さて、ニャロメの活躍により、人気作品となった『ア太郎』であるが、そもそもニャロメとは、いつ頃、どのような形で発生してきたキャラクターなのか、余り知られていない。
元々ニャロメは、ドラマの進行を促すべく、コマの片隅に幕間的に現れては消える、台詞すらない単なるペットマーク的なキャラクターに過ぎなかった。
1968年頃より、赤塚は『バカボン』の作中、リアルなタッチで描かれた月夜の景観を、ページ半分程を使い、ドラマのインターミッション的役割を担う特殊効果として、頻繁に取り入れるようになった。
下絵の段階で、赤塚が大きく鉛筆で「夜」とだけ書いたものを、古谷三敏が、そのリリシズム溢れる繊細な筆致で、バラエティーに富んだ様々な夜景に仕上げ、美麗且つシュールな幻想的空間をヒトコマに凝縮して描いてみせたのだ。
赤塚が下絵の段階で、特にシチュエーションを指定せず、古谷の叙情的センスに一任して描かせたのも、その作品世界に斬新なエフェクトを生み出す一因となったのだろう。
その夜のシーンに、赤塚は一つの点景として、直接ドラマの進行とは関係ない、下弦の月に照らされては、片手倒立する野良犬を神出鬼没に配置させ、読者の意表を突いていた。
そんな類縁性に基づく、自然延長線上に位置するキャラクターとして、『ア太郎』にも、同じく夜景の大ゴマ等に、尖った耳と大きな目が印象的な野良猫を好んで描き加えるようになり、これがニャロメのキャラクターメイクの原点となったのである。
また、「ニャロメ」というネーミングは、1970年代より、オリベッティ社配下のエットレ・ソットサスのデザイン研究所を拠点に、デザイナー、前衛アーティストとして世界を股に掛けて活躍することになる立石鉱一ことタイガー立石と知遇を得た際に、赤塚が直接彼から見せてもらったという自作のナンセンス漫画のワンシーンからヒントを得て、名付けられたものだ。
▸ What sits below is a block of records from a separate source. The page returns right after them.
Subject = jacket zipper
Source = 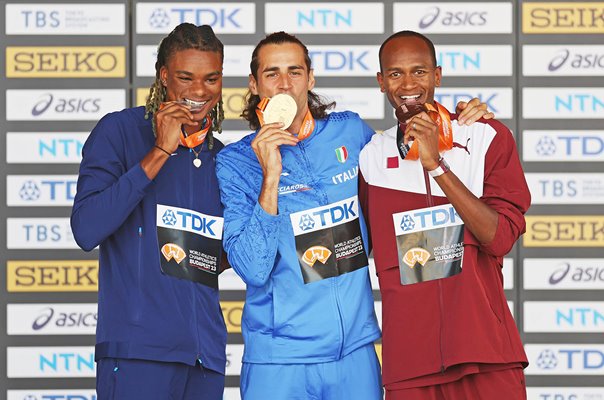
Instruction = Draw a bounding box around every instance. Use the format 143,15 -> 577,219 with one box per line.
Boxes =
424,169 -> 444,372
189,150 -> 203,366
299,140 -> 343,357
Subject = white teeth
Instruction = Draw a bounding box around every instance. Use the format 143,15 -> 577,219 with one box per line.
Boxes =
400,95 -> 420,100
184,99 -> 207,107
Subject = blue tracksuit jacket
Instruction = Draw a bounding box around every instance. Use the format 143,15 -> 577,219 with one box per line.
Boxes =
71,106 -> 227,374
216,111 -> 381,364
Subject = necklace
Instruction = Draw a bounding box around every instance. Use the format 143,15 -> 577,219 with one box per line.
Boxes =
190,144 -> 203,168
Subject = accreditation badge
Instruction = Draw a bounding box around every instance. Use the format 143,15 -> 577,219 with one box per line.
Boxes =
290,196 -> 368,284
156,204 -> 224,289
392,204 -> 464,285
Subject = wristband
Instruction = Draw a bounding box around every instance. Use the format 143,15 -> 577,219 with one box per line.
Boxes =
154,144 -> 172,157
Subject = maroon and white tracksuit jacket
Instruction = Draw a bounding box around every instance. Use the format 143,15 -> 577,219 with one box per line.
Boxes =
359,116 -> 530,388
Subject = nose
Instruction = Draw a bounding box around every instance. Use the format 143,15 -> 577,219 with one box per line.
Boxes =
400,73 -> 417,90
190,79 -> 207,98
277,74 -> 292,91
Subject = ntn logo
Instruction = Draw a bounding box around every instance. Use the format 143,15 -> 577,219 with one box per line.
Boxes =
40,353 -> 94,371
40,138 -> 84,157
556,94 -> 604,112
556,307 -> 604,325
298,9 -> 352,27
437,51 -> 480,69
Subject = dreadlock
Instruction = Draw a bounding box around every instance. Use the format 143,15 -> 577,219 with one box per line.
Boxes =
241,31 -> 335,130
144,23 -> 224,149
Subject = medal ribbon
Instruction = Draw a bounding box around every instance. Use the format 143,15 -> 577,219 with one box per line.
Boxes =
178,117 -> 211,148
256,97 -> 315,140
397,101 -> 453,161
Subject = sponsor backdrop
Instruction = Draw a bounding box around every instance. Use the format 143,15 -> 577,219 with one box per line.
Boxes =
1,1 -> 603,399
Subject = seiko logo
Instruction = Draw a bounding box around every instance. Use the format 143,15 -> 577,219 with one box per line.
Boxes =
528,6 -> 604,29
32,94 -> 101,116
549,49 -> 604,71
420,7 -> 487,28
529,221 -> 604,242
11,50 -> 120,73
32,307 -> 97,330
10,264 -> 98,290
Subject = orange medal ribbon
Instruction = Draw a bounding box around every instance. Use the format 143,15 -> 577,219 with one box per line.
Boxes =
178,117 -> 211,148
256,97 -> 315,140
402,101 -> 453,161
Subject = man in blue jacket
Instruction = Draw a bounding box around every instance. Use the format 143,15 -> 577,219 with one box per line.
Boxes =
216,31 -> 492,400
71,23 -> 227,400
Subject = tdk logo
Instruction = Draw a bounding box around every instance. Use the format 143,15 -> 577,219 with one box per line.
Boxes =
549,49 -> 604,71
163,209 -> 216,236
536,135 -> 604,157
301,201 -> 356,230
308,50 -> 369,72
536,348 -> 604,370
400,206 -> 461,232
298,9 -> 352,27
420,7 -> 488,28
299,214 -> 315,231
18,179 -> 77,201
149,7 -> 243,29
556,94 -> 604,112
435,92 -> 498,113
290,196 -> 360,235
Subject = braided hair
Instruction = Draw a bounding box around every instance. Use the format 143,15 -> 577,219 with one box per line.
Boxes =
144,23 -> 224,149
241,31 -> 335,130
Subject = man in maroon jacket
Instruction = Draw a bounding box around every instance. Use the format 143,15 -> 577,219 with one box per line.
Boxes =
359,31 -> 530,400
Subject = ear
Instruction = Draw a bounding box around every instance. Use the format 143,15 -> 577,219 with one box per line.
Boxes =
434,66 -> 442,88
159,66 -> 168,86
377,72 -> 385,93
249,74 -> 259,95
308,69 -> 315,91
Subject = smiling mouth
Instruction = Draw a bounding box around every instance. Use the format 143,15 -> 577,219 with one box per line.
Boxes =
399,94 -> 421,101
179,98 -> 208,112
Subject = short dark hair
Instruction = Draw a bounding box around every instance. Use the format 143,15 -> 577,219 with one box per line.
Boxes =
242,31 -> 335,130
379,30 -> 437,71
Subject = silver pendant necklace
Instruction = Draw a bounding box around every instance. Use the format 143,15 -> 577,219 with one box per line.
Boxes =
191,144 -> 202,168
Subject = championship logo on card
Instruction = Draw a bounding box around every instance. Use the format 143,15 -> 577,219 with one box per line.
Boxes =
302,246 -> 332,267
393,204 -> 465,285
161,243 -> 187,264
290,196 -> 368,284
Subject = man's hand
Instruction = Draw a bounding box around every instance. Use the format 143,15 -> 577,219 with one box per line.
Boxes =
251,122 -> 299,178
155,101 -> 203,153
455,98 -> 495,126
406,112 -> 441,171
251,122 -> 299,215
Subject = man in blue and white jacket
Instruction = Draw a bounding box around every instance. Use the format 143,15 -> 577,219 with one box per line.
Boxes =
216,32 -> 382,400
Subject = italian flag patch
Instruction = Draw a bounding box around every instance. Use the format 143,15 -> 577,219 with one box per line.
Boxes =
335,146 -> 348,163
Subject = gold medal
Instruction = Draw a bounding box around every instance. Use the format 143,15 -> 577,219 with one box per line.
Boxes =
261,94 -> 297,130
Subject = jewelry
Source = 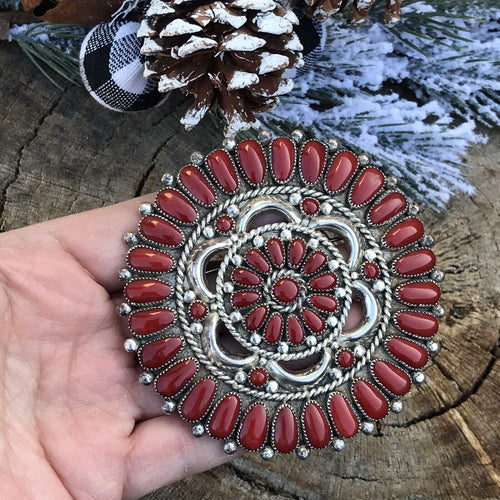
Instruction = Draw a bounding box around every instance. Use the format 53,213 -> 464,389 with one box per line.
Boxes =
118,131 -> 444,459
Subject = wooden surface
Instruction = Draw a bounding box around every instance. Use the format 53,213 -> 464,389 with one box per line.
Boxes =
1,42 -> 499,499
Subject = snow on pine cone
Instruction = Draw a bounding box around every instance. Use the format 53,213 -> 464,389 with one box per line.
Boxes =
138,0 -> 304,135
297,0 -> 402,26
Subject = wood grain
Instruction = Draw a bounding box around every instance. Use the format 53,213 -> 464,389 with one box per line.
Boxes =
0,41 -> 498,499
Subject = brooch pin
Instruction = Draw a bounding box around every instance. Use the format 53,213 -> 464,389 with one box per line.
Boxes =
118,130 -> 444,459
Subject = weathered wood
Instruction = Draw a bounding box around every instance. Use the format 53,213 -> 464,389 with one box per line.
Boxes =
0,41 -> 498,499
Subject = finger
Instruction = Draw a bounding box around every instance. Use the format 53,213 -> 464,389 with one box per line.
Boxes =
124,416 -> 238,499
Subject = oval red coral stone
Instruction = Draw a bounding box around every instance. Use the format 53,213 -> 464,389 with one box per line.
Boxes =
397,281 -> 441,305
271,137 -> 294,181
337,349 -> 354,368
140,337 -> 182,369
326,151 -> 358,191
267,238 -> 284,266
206,150 -> 239,192
304,402 -> 331,448
140,216 -> 183,246
302,308 -> 325,332
363,262 -> 379,280
352,379 -> 389,420
273,278 -> 299,303
209,394 -> 241,439
383,218 -> 424,248
287,315 -> 304,344
328,393 -> 359,438
179,166 -> 216,205
386,337 -> 428,368
301,140 -> 326,184
302,198 -> 319,215
156,359 -> 197,397
129,308 -> 175,335
265,314 -> 283,343
216,215 -> 233,233
350,168 -> 385,205
372,360 -> 411,396
249,369 -> 268,387
190,301 -> 207,319
128,247 -> 173,273
309,294 -> 337,312
394,249 -> 436,275
395,311 -> 438,337
274,406 -> 298,453
369,192 -> 407,224
239,404 -> 268,450
125,280 -> 171,303
310,273 -> 337,290
246,249 -> 270,273
232,268 -> 261,286
303,251 -> 327,275
246,305 -> 268,330
157,189 -> 197,223
232,290 -> 260,308
237,140 -> 266,185
288,238 -> 306,266
180,378 -> 216,422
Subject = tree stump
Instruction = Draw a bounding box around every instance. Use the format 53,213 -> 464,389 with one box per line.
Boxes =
0,42 -> 498,499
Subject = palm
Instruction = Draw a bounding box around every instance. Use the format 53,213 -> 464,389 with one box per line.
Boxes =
0,198 -> 230,499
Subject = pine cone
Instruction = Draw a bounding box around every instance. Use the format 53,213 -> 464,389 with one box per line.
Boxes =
298,0 -> 402,26
138,0 -> 304,135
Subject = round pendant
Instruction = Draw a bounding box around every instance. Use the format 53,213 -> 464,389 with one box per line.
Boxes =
119,131 -> 443,459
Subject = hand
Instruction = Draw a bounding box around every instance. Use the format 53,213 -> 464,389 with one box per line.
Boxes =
0,197 -> 232,499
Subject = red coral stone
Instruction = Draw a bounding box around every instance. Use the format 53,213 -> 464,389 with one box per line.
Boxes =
397,281 -> 441,305
302,308 -> 325,332
265,314 -> 283,343
287,315 -> 304,344
207,150 -> 239,192
156,359 -> 197,397
157,189 -> 197,223
246,249 -> 270,273
179,166 -> 216,205
239,404 -> 268,450
271,137 -> 295,181
363,262 -> 379,280
383,218 -> 424,248
395,311 -> 439,337
249,369 -> 268,387
386,337 -> 428,368
301,140 -> 326,184
310,273 -> 337,290
309,295 -> 337,312
140,337 -> 183,369
326,151 -> 358,191
267,238 -> 284,266
288,238 -> 306,267
302,198 -> 319,215
140,216 -> 183,246
209,394 -> 241,439
232,290 -> 260,308
372,360 -> 411,396
350,168 -> 385,205
216,215 -> 233,233
304,402 -> 331,448
328,393 -> 359,438
303,251 -> 327,275
125,280 -> 171,303
369,192 -> 407,224
337,349 -> 354,368
274,406 -> 298,453
232,268 -> 261,286
190,301 -> 207,320
180,378 -> 217,422
352,379 -> 389,420
128,247 -> 173,273
273,278 -> 299,303
394,249 -> 436,275
129,308 -> 175,335
237,140 -> 266,185
246,306 -> 268,330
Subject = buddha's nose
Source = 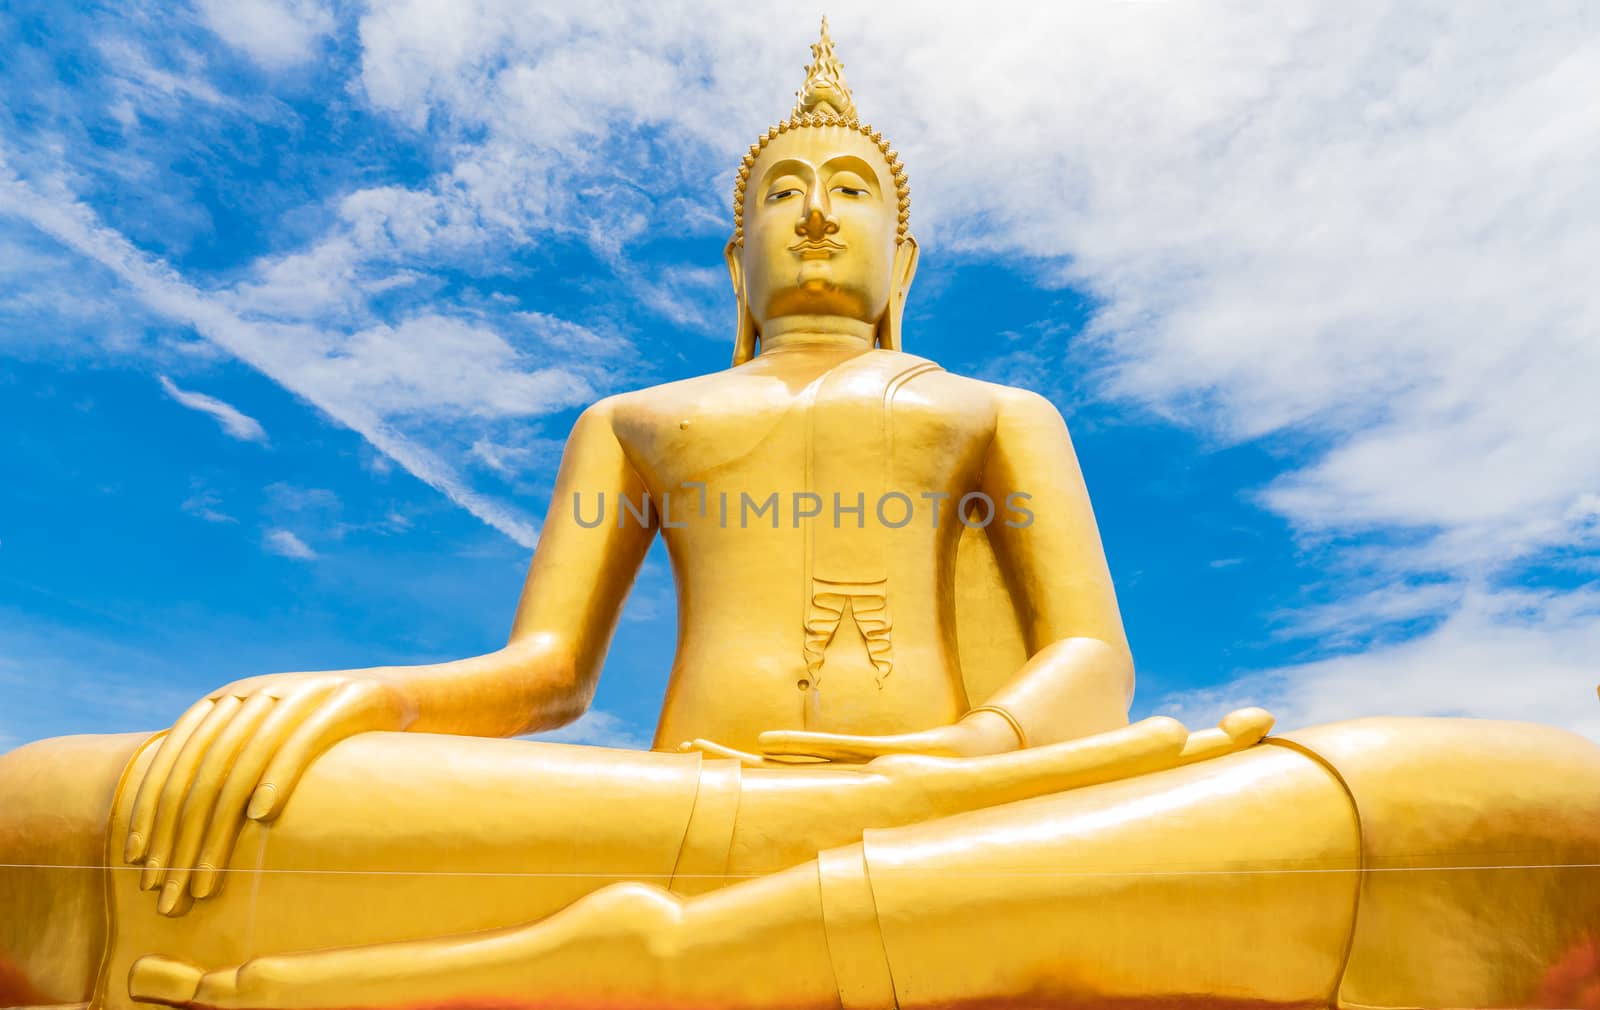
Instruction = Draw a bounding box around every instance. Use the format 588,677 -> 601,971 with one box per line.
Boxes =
797,182 -> 839,240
元々立石は、「ボーイズライフ」のユーモアページを中心に、アメリカンコミックを彷彿させる小洒落たサイレントギャグを複数執筆しており、後に公私に渡り密接な間柄となった赤塚は、前述のフジオ・プロ発行のファン向けギャグ漫画誌「まんが№1」に、やはりシュールな前衛的感覚を際立たせた『ガギググゲゲラ』なるナンセンス漫画を立石に連載させるなど、その才能を高く評価していた。
立石作品の登場人物達が激昂した際に発する、「コンニャロメ」、「キショウメ」といった奇抜な言語表現に直截的な影響を受けた赤塚は、そんな場面転換にのみ登場していた前述のマスコット猫に、ひと言「ニャロメ」と鳴かせ、ここで漸く、ニャロメのキャラクターの原型が形作られることになったのだ。